Elle sourit quand on lui dit qu’elle va déclencher un boum des inscriptions dans les associations de bénévoles de berceurs de bébés. “J’espère: ils ont besoin de monde. Mais ces associations-là demandent un investissement énorme: il faut s’engager pour un soir par semaine et au moins sur un an, il faut se permettre de dégager du temps.” Elle sourit également quand on lui dit que nombreux seront les lecteurs qui rêveront de découvrir l’île de Groix après la lecture de son livre. “Dans chacune de mes histoires, il y a une carte postale d’ailleurs: avant, c’était Cuba, ici, c’est la Grèce, mais je reviens toujours à la Bretagne. J’habite en face de la mer, il n’y pas un jour où je ne marche pas sur la plage avec mon chien. Le vent, la mer, l’horizon, ça fait partie de mon décor. Un jour, je suis rentrée dans un bar appelé le Tue Mouches. C’était un bar avec une atmosphère tellement romanesque. Dans mon livre, il s’appelle le Gobe Mouches mais il est là. Les auteurs sont tous pareils: on prend des notes, on regarde les gens, certains patients m’inspirent, certains lieux aussi.”

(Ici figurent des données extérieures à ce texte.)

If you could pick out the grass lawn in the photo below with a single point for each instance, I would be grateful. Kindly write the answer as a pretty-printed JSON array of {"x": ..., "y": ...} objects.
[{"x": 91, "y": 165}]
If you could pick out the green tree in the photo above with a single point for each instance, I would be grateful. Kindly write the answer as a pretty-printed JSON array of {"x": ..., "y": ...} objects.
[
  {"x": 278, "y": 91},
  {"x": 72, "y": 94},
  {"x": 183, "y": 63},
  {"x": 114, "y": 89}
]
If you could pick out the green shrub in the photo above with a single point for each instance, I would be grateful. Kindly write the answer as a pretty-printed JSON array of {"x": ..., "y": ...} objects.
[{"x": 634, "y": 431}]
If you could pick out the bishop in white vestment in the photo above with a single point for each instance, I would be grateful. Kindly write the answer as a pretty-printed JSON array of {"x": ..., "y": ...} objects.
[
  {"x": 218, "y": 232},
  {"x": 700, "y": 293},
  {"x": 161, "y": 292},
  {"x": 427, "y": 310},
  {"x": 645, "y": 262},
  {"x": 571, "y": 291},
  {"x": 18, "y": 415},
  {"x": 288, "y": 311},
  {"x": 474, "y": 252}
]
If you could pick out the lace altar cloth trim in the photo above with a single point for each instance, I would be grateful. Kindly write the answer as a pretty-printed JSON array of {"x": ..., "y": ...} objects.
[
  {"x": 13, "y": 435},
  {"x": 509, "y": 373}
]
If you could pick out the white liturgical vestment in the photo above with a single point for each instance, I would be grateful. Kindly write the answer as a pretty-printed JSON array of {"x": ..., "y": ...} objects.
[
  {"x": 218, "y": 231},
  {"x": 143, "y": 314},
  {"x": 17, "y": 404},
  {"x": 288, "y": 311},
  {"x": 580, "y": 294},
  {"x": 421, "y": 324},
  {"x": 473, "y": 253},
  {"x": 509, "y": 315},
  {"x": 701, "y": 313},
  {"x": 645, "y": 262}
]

Son expérience de mère aussi l’a aidée à tailler le personnage d’Anna avec précision. Anna est maman, elle aime son enfant, mais elle n’en est pas moins passionnée par son travail de médecin. Sophie Tal Men le rappelle: on peut être mère et avoir une carrière, les deux ne sont pas incompatibles. “Ce qui m’intéressait, c’est qu’elle soit médecin. Elle a les bases médicales mais elle ne sait pas faire avec son enfant pour autant... J’avais ces questions-là: j’ai rencontré des parents qui ne parlaient pas à leur enfant parce qu’ils pensaient qu’il ne comprenait pas. Alors que c’est prouvé: c’est important de dire les choses, même s’ils ne comprennent pas tout, il y a un échange qui se passe. Quand Anna se met à lui parler, il réagit.”

On vous le disait: on finit la lecture de ce roman apaisé. Les lecteurs de Sophie Tal Men lui écrivent régulièrement, grâce à l’adresse mail qu’elle laisse à la fin de son roman, pour lui dire qu’elle leur a fait du bien. Elle sourit: “En tant que soignante, je fais du bien avec mes histoires.” La boucle est bouclée.